Keywords: RA, MTX, treat-to-target, disease activity, drug response
Rheumatology key messages
Baseline folylpolyglutamate synthetase (FPGS) with partial retention of intron 8 (8PR)/wild-type (8WT) ratios are significantly associated with week 13 and week 26 DAS44 in COBRA-light treated RA patients.
Baseline FPGS 8PR/8WT ratios are significantly associated with DAS44 at 26 weeks in COBRA-treated RA patients.
Baseline FPGS 8PR/WT ratios were significantly different between low disease activity/EULAR non-responders and responders.
Introduction
The clinical and pharmacological efficacy of both low-dose (10–25 mg/week) MTX treatment in RA patients [1–7] and high-dose (>500 mg/m2) MTX treatment in leukaemia patients [8–10] critically depends on the intracellular bioactivation of MTX to MTX-polyglutamate forms (MTX-PG), a metabolic conversion catalysed by the enzyme folylpolyglutamate synthetase (FPGS) [11]. Proper polyglutamylation results in enhanced intracellular retention because long-chain MTX-PGs, other than MTX in its monoglutamate form, are no longer substrates of ATP-dependent drug efflux transporters [12, 13]. Furthermore, long chain MTX-PGs enhance the pharmacological efficacy of this antifolate by exerting more potent inhibition of intracellular target enzymes in folate metabolism, an essential process for the provision of nucleotides for DNA replication. The anti-leukaemic effect of MTX is primarily exerted by inhibition of dihydrofolate reductase and thymidylate synthase, leading to blockade of DNA replication and consequently cell death. On the other hand, the mechanism of action of low dose MTX in RA is thought to be associated with the inhibition of key enzymes in de novo purine biosynthesis (i.e. 5-aminoimidazole-4-carboxamide ribonucleotide transformylase) by MTX-PGs and the downstream non-lytic release of the anti-inflammatory purine adenosine [14]. However, beyond adenosine release, other factors may contribute to the mechanism of action of low dose MTX [1, 15].

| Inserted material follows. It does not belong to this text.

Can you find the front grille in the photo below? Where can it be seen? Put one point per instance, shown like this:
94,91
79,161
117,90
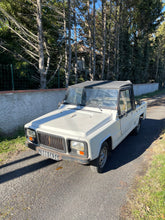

Despite the long standing success of MTX in RA treatment, ∼30% of RA patients experience inadequate responses to MTX treatment due to intolerance or inefficacy at both early and later stages of treatment [1, 15–17]. This in turn necessitates a switch to other chemical and/or biological DMARDs. From this perspective, studies aiming to identify biomarkers for predicting lack of MTX response in RA are of great clinical relevance [18, 19]. A number of recent studies defined clinical, demographic, psychosocial and laboratory variables as predictors that may contribute to the lack of MTX response in early RA [20–23]. With respect to MTX-PG as a possible predictive factor, the accumulation of MTX-PGs has been analysed in red blood cells of RA patients during MTX therapy [24–32]. These studies revealed steady-state levels after 3 months’ therapy [26, 30, 32], associations with a decrease in DAS28 scores [29, 30], but also large inter-patient variabilities between RA patients treated with similar doses of MTX [28–31, 33] that may be accounted for by variable catalytic activities of FPGS [31].
In leukaemia cells, loss of FPGS activity has been recognized as a common mechanism of MTX resistance [10, 11, 13]. Stark et al. [34] reported that loss of FPGS activity can occur due to aberrant pre-mRNA splicing of FPGS, giving rise to splice variants undergoing premature translation termination and a significant loss of FPGS activity (Fig. 1). Recent studies by Wojtuszkiewicz et al. [35] corroborated these findings by showing that multiple MTX-induced pre-mRNA FPGS splice variants in human acute lymphoblastic leukaemia (ALL) cell lines and patients contribute to decreased FPGS activity. Among the FPGS splice variants detected, the most frequent alteration included the partial retention of intron 8 (8PR). This splice variant results in a truncated and inactive FPGS protein [18] (Fig. 1). Quantification of FPGS 8PR as a ratio relative to the wild-type transcript (FPGS 8PR/8WT) in cohorts of paediatric and adult ALL cell specimens revealed large inter-patient variation [35]. In a clinical follow-up study, high FPGS 8PR levels appeared to be associated with diminished accumulation of MTX-PGs in leukaemic blast cells and decreased overall survival in ALL patients [36]. These results prompted us to explore whether FPGS splicing alterations would also impact responsiveness of low dose MTX therapy for RA patients, based on the disease activity score of 44 joints (DAS44).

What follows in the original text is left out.